Documents filed in U.S. District Court in Manhattan follow a government notice of intent to seek forfeiture this week after Madoff pleaded guilty on March 12 to running the biggest investment fraud in Wall Street history, involving as much as $65 billion over 20 years.
Madoff is the only person charged in the fraud surrounding the family-run business, Bernard L. Madoff Investment Securities LLC, in New York.
Tuesday's notice said that any and all ownership interest held in the name of Ruth Madoff or Bernard Madoff in 20 entities or their subsidiaries is subject to forfeiture.
The notice listed various pieces of jewelry owned or held in the name of Ruth Madoff valued at approximately $2,624,340, and approximately 35 sets of watches and cufflinks owned by Bernard Madoff.
Madoff was jailed after his guilty plea and could face the rest of his life in prison when sentenced in June.

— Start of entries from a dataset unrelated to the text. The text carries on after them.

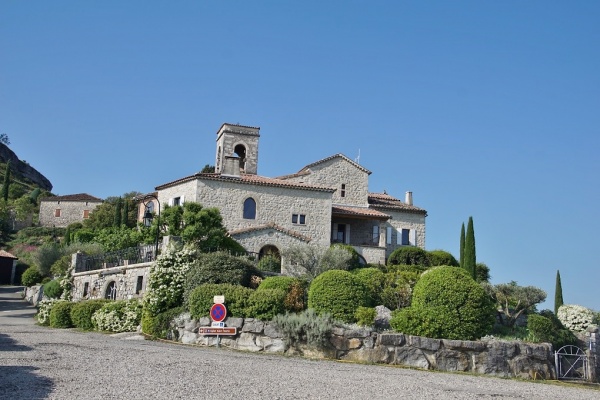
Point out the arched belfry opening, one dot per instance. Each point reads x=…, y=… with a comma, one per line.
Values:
x=240, y=142
x=240, y=152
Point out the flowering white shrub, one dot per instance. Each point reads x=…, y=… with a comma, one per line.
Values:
x=118, y=316
x=575, y=318
x=44, y=308
x=167, y=276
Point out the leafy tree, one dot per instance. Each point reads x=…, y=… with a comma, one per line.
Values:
x=470, y=260
x=558, y=300
x=462, y=246
x=447, y=303
x=6, y=184
x=513, y=300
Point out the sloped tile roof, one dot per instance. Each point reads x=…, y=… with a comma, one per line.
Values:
x=360, y=212
x=248, y=179
x=339, y=155
x=385, y=201
x=6, y=254
x=270, y=225
x=73, y=197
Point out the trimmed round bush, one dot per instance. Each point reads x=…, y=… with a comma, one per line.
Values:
x=442, y=257
x=338, y=293
x=60, y=315
x=201, y=299
x=31, y=277
x=409, y=255
x=82, y=312
x=374, y=280
x=219, y=267
x=266, y=304
x=52, y=289
x=447, y=304
x=160, y=325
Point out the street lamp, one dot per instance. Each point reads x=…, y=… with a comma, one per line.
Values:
x=148, y=217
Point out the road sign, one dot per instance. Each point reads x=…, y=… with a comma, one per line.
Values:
x=218, y=312
x=218, y=331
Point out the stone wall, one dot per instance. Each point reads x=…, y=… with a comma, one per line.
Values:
x=497, y=358
x=125, y=279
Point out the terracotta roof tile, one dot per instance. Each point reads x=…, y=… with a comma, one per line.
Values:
x=248, y=179
x=73, y=197
x=385, y=201
x=339, y=155
x=358, y=212
x=271, y=225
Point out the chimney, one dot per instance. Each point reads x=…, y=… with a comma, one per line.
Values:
x=231, y=166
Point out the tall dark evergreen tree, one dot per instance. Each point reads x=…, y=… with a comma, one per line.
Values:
x=461, y=255
x=470, y=259
x=125, y=219
x=6, y=183
x=558, y=301
x=118, y=219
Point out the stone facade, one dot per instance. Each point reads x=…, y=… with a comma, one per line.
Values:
x=60, y=211
x=325, y=202
x=497, y=358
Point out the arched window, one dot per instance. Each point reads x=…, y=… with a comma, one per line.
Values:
x=249, y=208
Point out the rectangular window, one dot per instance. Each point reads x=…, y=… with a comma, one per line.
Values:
x=139, y=283
x=299, y=219
x=405, y=237
x=375, y=233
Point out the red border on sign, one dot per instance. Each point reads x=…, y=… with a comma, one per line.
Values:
x=213, y=311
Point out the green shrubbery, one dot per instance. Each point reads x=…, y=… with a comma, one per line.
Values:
x=305, y=327
x=52, y=289
x=31, y=277
x=546, y=327
x=160, y=325
x=200, y=299
x=447, y=303
x=82, y=312
x=338, y=293
x=118, y=316
x=60, y=314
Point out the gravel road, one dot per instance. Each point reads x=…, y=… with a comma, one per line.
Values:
x=43, y=363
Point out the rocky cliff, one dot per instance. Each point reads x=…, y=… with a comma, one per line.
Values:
x=22, y=169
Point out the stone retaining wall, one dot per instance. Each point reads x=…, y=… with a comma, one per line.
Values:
x=497, y=358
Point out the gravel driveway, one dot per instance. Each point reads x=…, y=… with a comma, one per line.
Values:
x=38, y=362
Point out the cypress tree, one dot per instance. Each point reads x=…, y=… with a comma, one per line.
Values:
x=117, y=221
x=558, y=301
x=6, y=182
x=125, y=219
x=470, y=257
x=461, y=259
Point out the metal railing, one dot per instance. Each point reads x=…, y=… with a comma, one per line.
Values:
x=132, y=255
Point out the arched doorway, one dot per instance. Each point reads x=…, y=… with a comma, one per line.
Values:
x=111, y=291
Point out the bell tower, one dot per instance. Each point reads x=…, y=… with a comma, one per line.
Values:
x=240, y=142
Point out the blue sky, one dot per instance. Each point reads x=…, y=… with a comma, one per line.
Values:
x=480, y=108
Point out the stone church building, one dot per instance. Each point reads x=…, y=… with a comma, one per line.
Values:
x=327, y=201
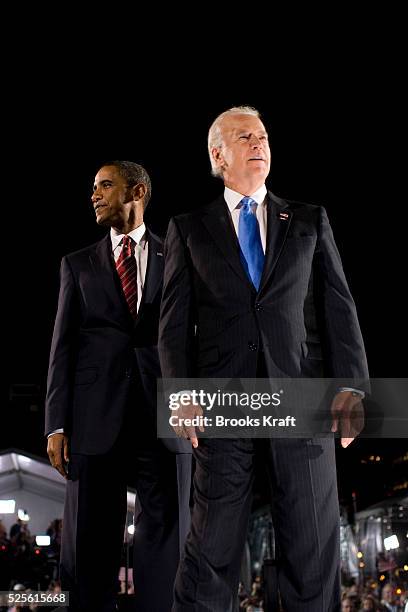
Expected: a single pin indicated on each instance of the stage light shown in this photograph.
(391, 542)
(7, 506)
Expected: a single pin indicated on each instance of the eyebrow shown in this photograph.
(242, 131)
(95, 185)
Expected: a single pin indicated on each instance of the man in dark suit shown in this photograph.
(101, 407)
(254, 287)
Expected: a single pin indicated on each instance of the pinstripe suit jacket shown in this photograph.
(213, 321)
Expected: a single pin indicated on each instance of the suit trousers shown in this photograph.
(305, 511)
(95, 513)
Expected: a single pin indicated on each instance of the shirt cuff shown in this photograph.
(55, 431)
(354, 391)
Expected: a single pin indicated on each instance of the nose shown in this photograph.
(255, 142)
(95, 197)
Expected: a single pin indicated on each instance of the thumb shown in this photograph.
(66, 451)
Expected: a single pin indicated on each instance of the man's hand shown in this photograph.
(348, 412)
(188, 411)
(57, 450)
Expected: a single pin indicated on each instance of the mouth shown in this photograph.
(99, 206)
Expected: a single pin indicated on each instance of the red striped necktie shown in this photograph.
(127, 270)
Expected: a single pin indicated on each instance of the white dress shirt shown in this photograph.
(233, 199)
(141, 252)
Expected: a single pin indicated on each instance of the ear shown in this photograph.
(139, 191)
(217, 156)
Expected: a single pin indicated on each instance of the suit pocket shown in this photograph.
(208, 357)
(86, 376)
(312, 350)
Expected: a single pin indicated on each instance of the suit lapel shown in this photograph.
(103, 264)
(218, 222)
(279, 218)
(154, 271)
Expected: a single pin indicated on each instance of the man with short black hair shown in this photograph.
(101, 406)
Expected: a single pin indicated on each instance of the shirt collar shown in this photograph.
(138, 235)
(233, 198)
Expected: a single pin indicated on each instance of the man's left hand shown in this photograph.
(348, 416)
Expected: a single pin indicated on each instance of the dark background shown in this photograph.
(333, 140)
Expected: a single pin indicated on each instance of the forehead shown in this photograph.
(107, 173)
(241, 123)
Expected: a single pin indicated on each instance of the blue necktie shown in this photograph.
(252, 255)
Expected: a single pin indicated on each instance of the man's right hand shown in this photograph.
(188, 411)
(58, 454)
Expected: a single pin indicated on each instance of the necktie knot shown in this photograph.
(252, 255)
(128, 244)
(127, 270)
(248, 204)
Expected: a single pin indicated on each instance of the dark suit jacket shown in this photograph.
(97, 348)
(213, 321)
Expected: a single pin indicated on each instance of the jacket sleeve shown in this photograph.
(343, 343)
(176, 328)
(63, 354)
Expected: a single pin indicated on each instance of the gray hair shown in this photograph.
(214, 133)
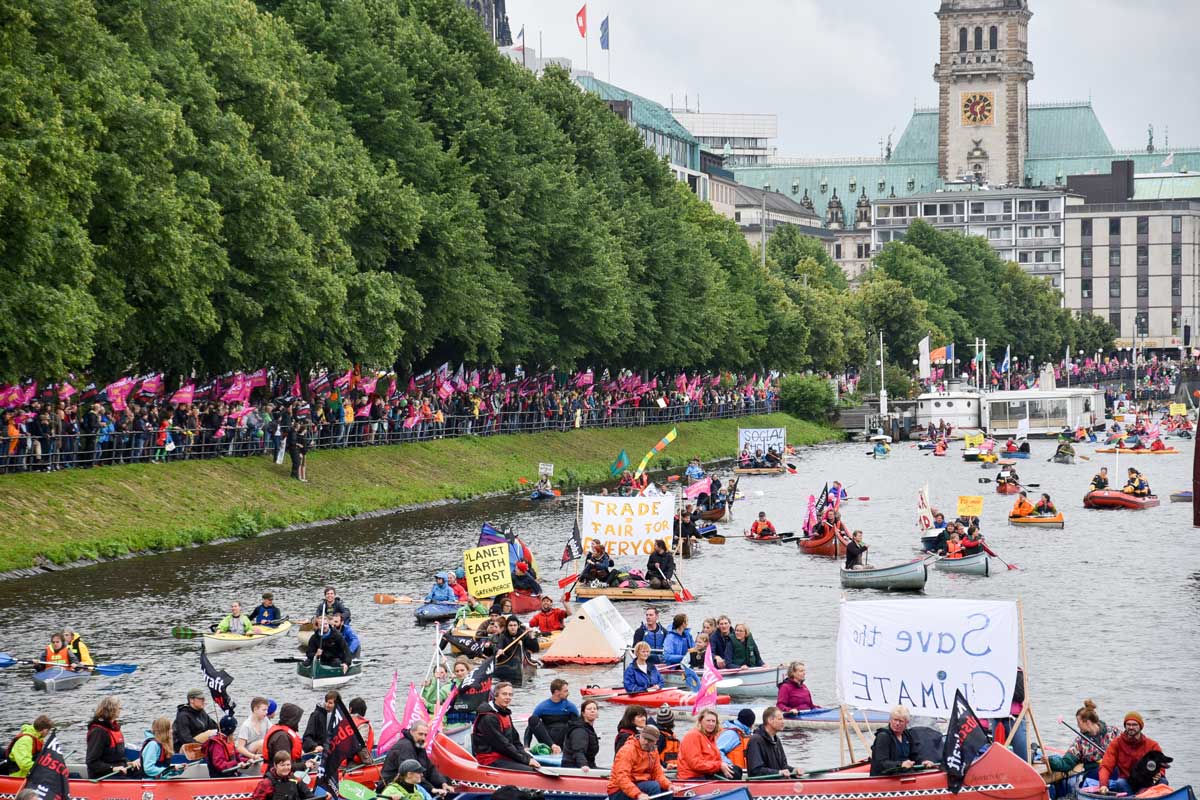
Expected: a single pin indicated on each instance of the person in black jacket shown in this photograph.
(765, 751)
(321, 722)
(581, 745)
(192, 722)
(660, 566)
(895, 750)
(412, 745)
(493, 738)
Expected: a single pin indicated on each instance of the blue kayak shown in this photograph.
(436, 612)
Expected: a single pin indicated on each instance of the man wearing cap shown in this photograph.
(636, 771)
(1123, 755)
(765, 752)
(267, 613)
(192, 722)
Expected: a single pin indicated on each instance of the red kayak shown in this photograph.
(1114, 499)
(997, 775)
(672, 697)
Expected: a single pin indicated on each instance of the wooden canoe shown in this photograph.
(1038, 521)
(618, 593)
(910, 576)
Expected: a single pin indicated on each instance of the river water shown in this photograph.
(1111, 603)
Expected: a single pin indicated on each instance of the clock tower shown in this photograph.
(983, 90)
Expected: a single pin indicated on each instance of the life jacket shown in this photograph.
(60, 656)
(297, 744)
(670, 751)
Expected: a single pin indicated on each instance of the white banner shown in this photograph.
(917, 653)
(762, 439)
(628, 525)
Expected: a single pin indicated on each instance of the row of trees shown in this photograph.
(214, 185)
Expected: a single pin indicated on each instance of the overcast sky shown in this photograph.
(843, 73)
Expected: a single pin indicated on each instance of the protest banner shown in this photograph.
(919, 653)
(627, 525)
(487, 570)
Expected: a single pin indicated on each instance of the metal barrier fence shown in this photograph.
(259, 437)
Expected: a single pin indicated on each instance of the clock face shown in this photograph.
(978, 108)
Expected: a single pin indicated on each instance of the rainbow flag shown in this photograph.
(659, 447)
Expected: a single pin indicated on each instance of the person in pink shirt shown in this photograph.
(793, 695)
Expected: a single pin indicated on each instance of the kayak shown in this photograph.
(436, 612)
(222, 642)
(1042, 521)
(653, 699)
(999, 774)
(318, 675)
(59, 679)
(899, 577)
(1114, 499)
(751, 681)
(973, 564)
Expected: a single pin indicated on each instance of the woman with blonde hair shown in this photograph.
(699, 755)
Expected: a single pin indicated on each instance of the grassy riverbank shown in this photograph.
(63, 517)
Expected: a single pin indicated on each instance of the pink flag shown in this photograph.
(391, 728)
(706, 695)
(436, 723)
(699, 487)
(185, 394)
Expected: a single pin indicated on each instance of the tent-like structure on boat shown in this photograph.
(595, 635)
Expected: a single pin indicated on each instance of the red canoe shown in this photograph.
(827, 543)
(1114, 499)
(997, 775)
(672, 697)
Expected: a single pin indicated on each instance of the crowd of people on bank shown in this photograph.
(46, 431)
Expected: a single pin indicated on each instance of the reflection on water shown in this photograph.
(1110, 603)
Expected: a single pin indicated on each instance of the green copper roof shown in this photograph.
(647, 113)
(1066, 130)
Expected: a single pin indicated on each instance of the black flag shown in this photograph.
(475, 687)
(965, 741)
(219, 681)
(574, 547)
(343, 744)
(48, 776)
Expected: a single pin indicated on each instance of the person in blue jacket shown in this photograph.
(441, 593)
(678, 641)
(642, 675)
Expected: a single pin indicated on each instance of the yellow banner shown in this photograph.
(970, 505)
(487, 570)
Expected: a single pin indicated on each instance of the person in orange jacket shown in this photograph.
(636, 771)
(699, 755)
(1123, 753)
(1023, 507)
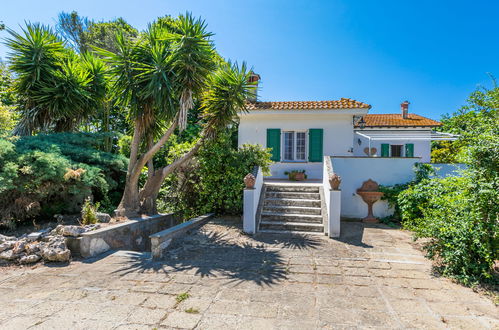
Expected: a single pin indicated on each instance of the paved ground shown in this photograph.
(220, 279)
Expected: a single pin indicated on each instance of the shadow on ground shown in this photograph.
(352, 232)
(225, 255)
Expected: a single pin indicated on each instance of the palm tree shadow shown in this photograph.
(352, 233)
(213, 254)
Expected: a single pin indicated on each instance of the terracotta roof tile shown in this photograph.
(396, 120)
(343, 103)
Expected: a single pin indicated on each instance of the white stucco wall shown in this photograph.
(355, 170)
(421, 148)
(338, 134)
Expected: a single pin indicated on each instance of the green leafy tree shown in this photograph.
(57, 88)
(212, 182)
(158, 78)
(459, 216)
(480, 111)
(82, 33)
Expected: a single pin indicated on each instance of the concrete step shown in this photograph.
(293, 195)
(292, 209)
(290, 232)
(292, 226)
(292, 188)
(290, 217)
(292, 202)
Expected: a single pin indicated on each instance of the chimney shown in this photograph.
(253, 80)
(404, 107)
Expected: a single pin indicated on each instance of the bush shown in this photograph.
(213, 182)
(48, 174)
(89, 212)
(460, 215)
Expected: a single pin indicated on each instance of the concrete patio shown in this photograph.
(218, 278)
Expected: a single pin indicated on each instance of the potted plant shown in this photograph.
(296, 175)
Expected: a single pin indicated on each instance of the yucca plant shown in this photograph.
(158, 77)
(58, 89)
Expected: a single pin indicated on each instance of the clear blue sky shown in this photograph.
(432, 53)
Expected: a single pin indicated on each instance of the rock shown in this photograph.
(8, 255)
(91, 227)
(58, 230)
(73, 231)
(35, 236)
(103, 217)
(4, 238)
(56, 250)
(19, 247)
(33, 248)
(30, 259)
(7, 245)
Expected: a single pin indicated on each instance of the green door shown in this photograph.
(409, 150)
(385, 150)
(315, 144)
(274, 143)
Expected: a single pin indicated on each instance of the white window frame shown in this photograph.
(402, 150)
(283, 146)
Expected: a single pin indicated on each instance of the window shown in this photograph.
(295, 146)
(396, 150)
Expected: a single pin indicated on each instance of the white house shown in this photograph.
(325, 138)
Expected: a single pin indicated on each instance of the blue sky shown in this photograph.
(432, 53)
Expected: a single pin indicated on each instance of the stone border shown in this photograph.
(160, 241)
(131, 235)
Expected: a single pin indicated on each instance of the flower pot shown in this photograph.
(298, 177)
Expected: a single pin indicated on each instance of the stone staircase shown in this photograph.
(291, 208)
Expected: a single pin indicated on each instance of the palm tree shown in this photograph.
(158, 77)
(228, 89)
(57, 88)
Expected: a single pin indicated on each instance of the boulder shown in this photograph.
(92, 227)
(20, 246)
(8, 255)
(56, 250)
(7, 245)
(103, 217)
(57, 230)
(30, 259)
(35, 236)
(4, 238)
(33, 248)
(72, 231)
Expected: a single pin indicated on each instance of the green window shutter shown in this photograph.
(274, 142)
(409, 150)
(385, 150)
(315, 137)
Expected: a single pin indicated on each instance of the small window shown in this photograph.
(396, 150)
(295, 146)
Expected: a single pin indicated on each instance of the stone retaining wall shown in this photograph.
(132, 235)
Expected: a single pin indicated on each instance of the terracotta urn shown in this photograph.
(370, 195)
(249, 181)
(335, 181)
(299, 176)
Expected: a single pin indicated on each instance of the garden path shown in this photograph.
(219, 278)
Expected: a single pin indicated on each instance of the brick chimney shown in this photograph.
(404, 107)
(253, 79)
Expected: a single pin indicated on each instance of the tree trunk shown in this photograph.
(129, 204)
(149, 193)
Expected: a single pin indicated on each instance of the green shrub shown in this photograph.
(89, 212)
(459, 216)
(213, 182)
(48, 174)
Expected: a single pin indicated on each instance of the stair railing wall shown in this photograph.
(251, 200)
(332, 199)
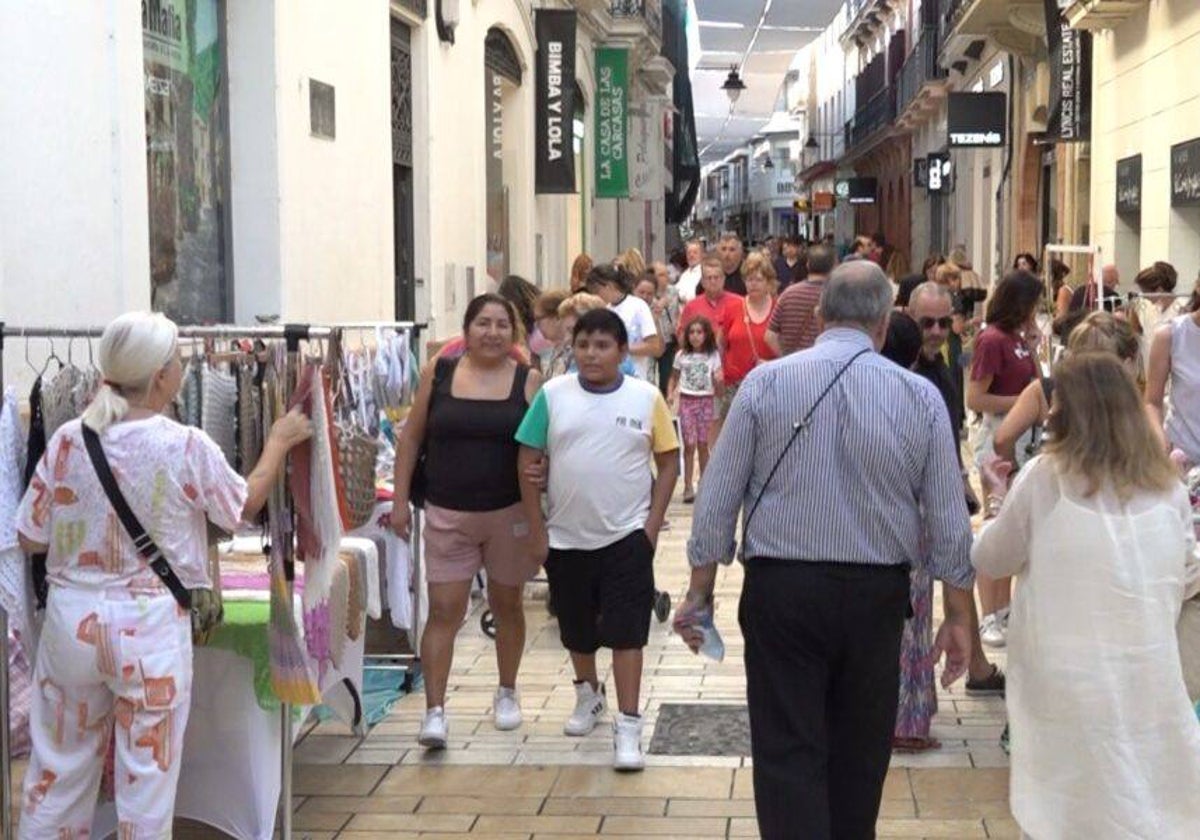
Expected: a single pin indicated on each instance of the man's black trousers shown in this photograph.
(822, 655)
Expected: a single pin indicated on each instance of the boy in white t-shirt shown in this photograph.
(615, 462)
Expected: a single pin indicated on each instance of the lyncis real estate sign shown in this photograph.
(556, 101)
(612, 123)
(977, 120)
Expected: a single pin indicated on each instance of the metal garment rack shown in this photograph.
(293, 335)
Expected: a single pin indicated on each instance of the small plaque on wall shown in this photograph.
(1129, 186)
(322, 109)
(1186, 174)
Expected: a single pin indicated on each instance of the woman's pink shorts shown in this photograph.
(460, 543)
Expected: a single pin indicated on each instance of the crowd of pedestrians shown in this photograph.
(822, 408)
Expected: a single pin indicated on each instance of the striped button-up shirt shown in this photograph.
(873, 479)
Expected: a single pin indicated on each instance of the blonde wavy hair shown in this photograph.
(1101, 433)
(1101, 333)
(633, 262)
(579, 304)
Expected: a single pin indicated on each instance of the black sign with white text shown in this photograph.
(940, 172)
(1129, 186)
(556, 101)
(1186, 174)
(977, 120)
(1071, 78)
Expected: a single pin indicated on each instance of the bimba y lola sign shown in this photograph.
(556, 101)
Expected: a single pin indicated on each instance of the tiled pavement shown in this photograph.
(535, 783)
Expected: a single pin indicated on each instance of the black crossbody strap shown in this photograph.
(796, 431)
(142, 540)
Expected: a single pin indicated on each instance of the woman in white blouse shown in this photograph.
(1098, 531)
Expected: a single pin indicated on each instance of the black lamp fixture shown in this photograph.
(733, 85)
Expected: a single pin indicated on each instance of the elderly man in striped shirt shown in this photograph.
(845, 467)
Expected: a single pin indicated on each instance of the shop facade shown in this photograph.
(879, 155)
(1032, 190)
(1145, 167)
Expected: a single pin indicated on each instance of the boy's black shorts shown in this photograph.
(604, 598)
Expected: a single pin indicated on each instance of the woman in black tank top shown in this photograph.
(463, 424)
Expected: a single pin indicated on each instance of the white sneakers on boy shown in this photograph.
(433, 730)
(589, 705)
(994, 629)
(507, 709)
(627, 743)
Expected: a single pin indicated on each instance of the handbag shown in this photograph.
(1188, 631)
(207, 609)
(357, 461)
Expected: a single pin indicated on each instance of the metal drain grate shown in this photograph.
(701, 730)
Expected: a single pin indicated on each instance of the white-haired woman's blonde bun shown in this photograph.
(132, 349)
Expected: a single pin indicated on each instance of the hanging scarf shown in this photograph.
(318, 521)
(291, 678)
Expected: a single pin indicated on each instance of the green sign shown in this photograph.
(612, 123)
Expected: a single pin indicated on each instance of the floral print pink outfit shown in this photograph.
(115, 648)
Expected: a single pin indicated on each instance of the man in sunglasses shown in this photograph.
(933, 307)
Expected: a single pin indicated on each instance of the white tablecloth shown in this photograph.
(231, 775)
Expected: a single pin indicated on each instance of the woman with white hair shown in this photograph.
(117, 646)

Prosecutors have said they are seeking $170 billion in forfeiture -- everything they can trace back to the fraud, but the figure has been challenged by Madoff's lawyers.
The earlier notice said that prosecutors wanted Madoff and his wife to forfeit more than $100 million worth of homes, cars, boats, securities, silverware and a piano.
The latest notice went further by saying the government sought any and all promissory notes executed by Andrew Madoff and/or Mark Madoff, Madoff's sons, as borrowers in favor of their parents. The notes are due in 2010 or 2012.
The seven loans amounted to $31.5 million dated between March 1, 2004 and October 6, 2008.
Madoff confessed to running a ponzi scheme that bilked thousands of investors. In such a scheme, early investors are paid with money from new ones.
The 70-year-old Madoff pleaded guilty to 11 criminal charges and admitted to defrauding large and small investors and charities in many countries.